Al, a picture of you flex tank setup would be great. Been looking for for a way to do larger batches. Going to be using a good amount of grapes this fall.


----------



## AlFulchino (Jan 14, 2010)

the first picture shows one fifty callon flextank in my wine cellar...in it you have close to 50 gallons of sangiovese from 2008....i have a floating skin in there ...

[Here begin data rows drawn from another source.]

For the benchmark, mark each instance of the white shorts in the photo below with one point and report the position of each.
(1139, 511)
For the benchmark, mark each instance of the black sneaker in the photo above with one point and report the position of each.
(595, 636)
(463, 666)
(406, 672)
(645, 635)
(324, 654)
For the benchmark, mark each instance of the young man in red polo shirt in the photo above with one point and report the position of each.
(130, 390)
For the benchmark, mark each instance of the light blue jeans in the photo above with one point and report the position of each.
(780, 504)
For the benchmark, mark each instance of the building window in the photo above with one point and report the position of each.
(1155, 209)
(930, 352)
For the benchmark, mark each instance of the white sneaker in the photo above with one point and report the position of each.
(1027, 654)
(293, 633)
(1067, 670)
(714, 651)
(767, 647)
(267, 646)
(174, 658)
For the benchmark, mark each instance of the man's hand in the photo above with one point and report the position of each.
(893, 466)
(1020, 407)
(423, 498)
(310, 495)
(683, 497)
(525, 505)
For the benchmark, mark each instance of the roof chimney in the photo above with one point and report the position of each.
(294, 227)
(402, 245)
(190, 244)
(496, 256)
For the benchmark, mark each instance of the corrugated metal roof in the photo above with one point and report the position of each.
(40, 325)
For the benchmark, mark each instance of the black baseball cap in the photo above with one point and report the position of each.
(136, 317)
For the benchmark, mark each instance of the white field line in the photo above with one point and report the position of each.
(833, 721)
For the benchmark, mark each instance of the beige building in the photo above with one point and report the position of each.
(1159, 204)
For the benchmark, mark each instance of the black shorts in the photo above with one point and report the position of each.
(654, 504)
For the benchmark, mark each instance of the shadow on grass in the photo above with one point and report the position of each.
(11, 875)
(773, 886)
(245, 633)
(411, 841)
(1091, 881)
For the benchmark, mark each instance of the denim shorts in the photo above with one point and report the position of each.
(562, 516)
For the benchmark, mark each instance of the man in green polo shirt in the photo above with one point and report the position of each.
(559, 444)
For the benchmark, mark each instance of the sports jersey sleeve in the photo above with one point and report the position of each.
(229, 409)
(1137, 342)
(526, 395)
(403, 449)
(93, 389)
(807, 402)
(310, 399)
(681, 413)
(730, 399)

the second picture shows three items that can be screwed into the black top cover that you see which also screws into the tank itself...the white disk you see in front standing on its side is the standard insert...if you tap out the very center you can screw in the black airlock sold by Flex Tank...i used it but its just a ball that floats up and sits back down......not good enough in my view...so instead i went to HD as stated and bought an adapter that had a male end to screw into the white disk and had a smooth female end to accept a rubber bung w traditional water filled airlock.....after any fermentation if you desire you can just screw in the sold white disk...i have done both


----------



## xanxer82 (Jan 14, 2010)

Ah. I like that airlock setup. That flextank is full of pure grapes from your vineyard?


----------



## AlFulchino (Jan 14, 2010)

i am in holls nh...cant grow sangiovese here (wish i could)...but my other thanks over at the winery are indeed filled and partly filled w my grapes( the juice from them...and very happy w them thus far...


----------



## Tom (Jan 14, 2010)

So Al,
What can you grow in NH? Better yet what do YOU grow and how many vines and age of them.


----------



## AlFulchino (Jan 14, 2010)

heheheh..at one time i had most of the varieties of what i am growing listed on the FVW forum...but not all of them...of the 1400 or so vines about 1100 have had three season of leaf and another 300+ have had two years w leaf...so this upcoming year is year 4 and 3 respectively.....i think on the 2.5 acres we pulled about 4500 pounds this past year.....i hope to stay eventually between six and eight ton a year...we will see how it goes

some day i will list what i have...had to hold that top secret stuff (said tongue in cheek) because a large entity in my area is not real fond of my foray into something they did not do first.....if you ever come up my way i will gladly share the info besides i figure you and i need to share some wine...just for now not putting it into electronic form


----------



## xanxer82 (Jan 14, 2010)

Rival farmer?


----------



## Tom (Jan 14, 2010)

Al, Are you near Orange VT?


----------



## AlFulchino (Jan 14, 2010)

Xanxer82 - not a rival to me...but after their actions i guess i am a rival to *them* a subtle difference but a difference nonetheless 

Tom - no....Hollis NH is just over the Massachusetts border up Rt 3 and just west of Nashua NH, i would say that Orange VT is 3-4 hours away (?)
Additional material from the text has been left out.